The six OFA albino rat retinas were imaged to test if this effect was specific to melanin (example intensity B‐scan shown in Figure 8D, DFM image in Figure 8E) and thresholded DFM in Figure 8F). Displayed on the same colorscale, the DFM image did not highlight the RPE in any of the images, which can be observed by the thresholded DFM image (Figure 8F). In Figure 8J, examples of the intensity as a function of wavelength for single watershed‐created pixels can be seen. For the non‐pigmented case (indicated by the red box in Figure 8D,E), the deviations are small and fluctuate around the mean intensity. However for the BN rat (indicated by the green box in Figure 8A,B) the deviations are much further from the mean intensity values.

Imaging was also performed on three pigmented mice from a C57BL/6 background (six eyes imaged, one eye excluded due to motion artifacts) to see if the melanin in the RPE could also be observed here (examples in Figure 8G‐I). However in images of all five mouse retinas, the DFM signal in the RPE was very similar to that of the albino rat (example shown in Figure 8J with a pixel indicated by the white box in Figure 8G,H), indicating that it was not possible to detect the melanin with this technique. To investigate this further, ultrastructural analysis of both the BN rat retina and the C57BL/6 mouse was performed. From the transmission electron microscopy images in Figure 9, it can be seen that the concentration of melanin granules in the mouse RPE is much greater than in the BN rat. When considering the laser spot size on the retina during OCT imaging (the lateral resolution is estimated to be approx. 2–3 μm), the beam would likely only hit one or two melanin granules per A‐scan in the BN rat retina. This would not be the case in the mouse, as the laser beam would hit several granules of different sizes, each of which contributes to the observed modulations.

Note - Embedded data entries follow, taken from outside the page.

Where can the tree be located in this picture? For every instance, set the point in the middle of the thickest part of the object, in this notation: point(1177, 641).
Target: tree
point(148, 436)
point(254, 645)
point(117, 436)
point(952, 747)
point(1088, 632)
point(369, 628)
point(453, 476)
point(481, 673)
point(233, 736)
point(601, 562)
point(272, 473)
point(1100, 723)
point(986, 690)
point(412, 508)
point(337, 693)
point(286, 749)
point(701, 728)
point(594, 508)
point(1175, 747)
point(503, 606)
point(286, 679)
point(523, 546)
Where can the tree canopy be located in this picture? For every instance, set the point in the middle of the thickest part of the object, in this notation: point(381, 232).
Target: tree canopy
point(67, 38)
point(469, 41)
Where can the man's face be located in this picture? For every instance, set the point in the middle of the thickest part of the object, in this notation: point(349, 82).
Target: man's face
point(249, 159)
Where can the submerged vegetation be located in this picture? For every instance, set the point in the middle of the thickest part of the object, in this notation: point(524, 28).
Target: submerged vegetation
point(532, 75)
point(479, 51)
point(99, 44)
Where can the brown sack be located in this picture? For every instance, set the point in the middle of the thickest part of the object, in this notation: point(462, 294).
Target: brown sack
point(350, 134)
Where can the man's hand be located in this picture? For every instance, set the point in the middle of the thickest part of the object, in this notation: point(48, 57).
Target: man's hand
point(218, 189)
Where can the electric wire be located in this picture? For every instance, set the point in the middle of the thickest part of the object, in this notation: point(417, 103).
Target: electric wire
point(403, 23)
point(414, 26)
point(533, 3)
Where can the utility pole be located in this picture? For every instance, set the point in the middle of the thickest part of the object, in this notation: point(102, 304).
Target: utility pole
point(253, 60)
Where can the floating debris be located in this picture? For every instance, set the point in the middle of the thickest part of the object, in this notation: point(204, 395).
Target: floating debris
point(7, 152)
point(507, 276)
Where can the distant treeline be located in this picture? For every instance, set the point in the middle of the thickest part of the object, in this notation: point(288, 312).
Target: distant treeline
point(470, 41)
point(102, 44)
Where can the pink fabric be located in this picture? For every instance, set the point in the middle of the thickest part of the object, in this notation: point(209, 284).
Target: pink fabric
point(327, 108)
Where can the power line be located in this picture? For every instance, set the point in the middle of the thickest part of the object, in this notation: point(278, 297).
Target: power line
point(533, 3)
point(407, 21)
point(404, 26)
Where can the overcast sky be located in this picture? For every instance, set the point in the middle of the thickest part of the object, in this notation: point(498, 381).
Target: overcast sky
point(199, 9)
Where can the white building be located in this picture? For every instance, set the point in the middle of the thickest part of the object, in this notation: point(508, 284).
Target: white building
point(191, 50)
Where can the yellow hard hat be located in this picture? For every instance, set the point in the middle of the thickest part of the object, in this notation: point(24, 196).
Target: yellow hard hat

Transmission electron microscopy images of the Brown Norway rat retina (A) and the C57BL/6 mouse (B). Colors indicate layers: **Purple** Rod outer segments; **Green** Retinal pigment epithelium (RPE); **Red** Bruch's membrane; **Blue** Choroid. Numbers indicate features: 1 Red blood cell. 2 RPE cell nucleus. 3 Melanin granules. 4 Endothelial cell. 5 Mitochondria. 6 Apical microvilli. 7 Basal microvilli

5. DISCUSSION

Eumelanin is highly absorbing and therefore provides a strong contrast in photoacoustic tomography and PT OCT. Previous simulations have therefore focused mainly on the absorption characteristics, treating the whole RPE as one homogeneous layer 51. However, this only applies in the limit of a high melanin concentration. Since eumelanin is a heterogeneous macromolecule comprising numerous cross‐linked polymers (5,6‐dihydroxyindole [DHI] and its 2‐carboxylated form 5,6‐dihydroxyindole‐2‐carboxylic acid) 52, it forms pigmented granules in the RPE which vary in melanin content. For low melanin concentrations and small probing beam diameters, the overall size and shape of the pigment is the dominating factor for changes in the backscattering properties. It is therefore important to consider methods for melanin visualization, also when the concentration is low.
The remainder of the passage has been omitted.